SCHEMA_VERSION = "v1.1"
print({"prompt_version": PROMPT_VERSION, "schema_version": SCHEMA_VERSION})
Use environment variables for configuration:
MODEL_NAME = os.getenv("MODEL_NAME", "gpt-4o-mini")
TEMP = float(os.getenv("TEMP", "0"))
llm_cfg = ChatOpenAI(model=MODEL_NAME, temperature=TEMP, max_tokens=300)
cfg_chain = extraction_prompt | llm_cfg | parser
Try these test cases to see it all work:
cases = [
"I love the sound on Model X, but the right bud randomly disconnects. Can you replace it?",
"Do Model Y earbuds work with iOS 17? If yes, how to pair?",
"Great update, pairing is faster now. Just a note for your team."
]
for c in cases:
print(cfg_chain.invoke({"email": c, "format_instructions": format_instructions}))
Where to Go From Here
You've just built a complete LangChain workflow. You understand runnables, chains, prompts, and parsers. You can handle errors, track usage, and swap models. That's the foundation.

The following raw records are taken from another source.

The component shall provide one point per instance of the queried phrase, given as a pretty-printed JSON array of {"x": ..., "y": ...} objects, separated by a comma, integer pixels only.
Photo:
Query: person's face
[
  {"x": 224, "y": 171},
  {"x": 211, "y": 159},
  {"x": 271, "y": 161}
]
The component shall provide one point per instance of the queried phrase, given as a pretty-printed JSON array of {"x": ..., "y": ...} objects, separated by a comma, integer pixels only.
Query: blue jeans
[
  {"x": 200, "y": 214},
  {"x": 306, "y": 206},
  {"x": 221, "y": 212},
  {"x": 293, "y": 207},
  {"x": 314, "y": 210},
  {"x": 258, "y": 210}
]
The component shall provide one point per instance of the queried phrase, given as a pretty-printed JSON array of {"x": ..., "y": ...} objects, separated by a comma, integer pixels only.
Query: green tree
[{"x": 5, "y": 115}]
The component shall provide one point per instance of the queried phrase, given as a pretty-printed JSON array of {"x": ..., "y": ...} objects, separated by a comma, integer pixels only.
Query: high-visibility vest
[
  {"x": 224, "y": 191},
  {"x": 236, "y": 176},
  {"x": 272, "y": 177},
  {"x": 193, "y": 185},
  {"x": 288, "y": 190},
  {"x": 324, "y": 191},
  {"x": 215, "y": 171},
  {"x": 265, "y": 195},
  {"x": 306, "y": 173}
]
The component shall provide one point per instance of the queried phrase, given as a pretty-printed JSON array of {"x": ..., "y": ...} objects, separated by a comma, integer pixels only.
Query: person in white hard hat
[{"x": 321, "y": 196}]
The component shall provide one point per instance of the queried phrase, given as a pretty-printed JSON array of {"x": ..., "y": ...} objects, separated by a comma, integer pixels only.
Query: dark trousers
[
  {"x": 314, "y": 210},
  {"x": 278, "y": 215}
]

What's next? Well, if you need to ground your responses in external data, look into RAG (Retrieval-Augmented Generation). Our ultimate guide to vector store retrieval for RAG systems shows you how to add semantic search to your chains.
Want more control over model behavior? Consider fine-tuning. Our step-by-step guide to fine-tuning large language models walks through the entire process.
And if you're curious about what's happening under the hood, check out our ultimate guide to transformer models for LLM practitioners.
But honestly? Start by building something with what you learned today. Pick a problem, any problem, and solve it with LangChain. The best way to learn is by doing. And now you know enough to actually do something useful.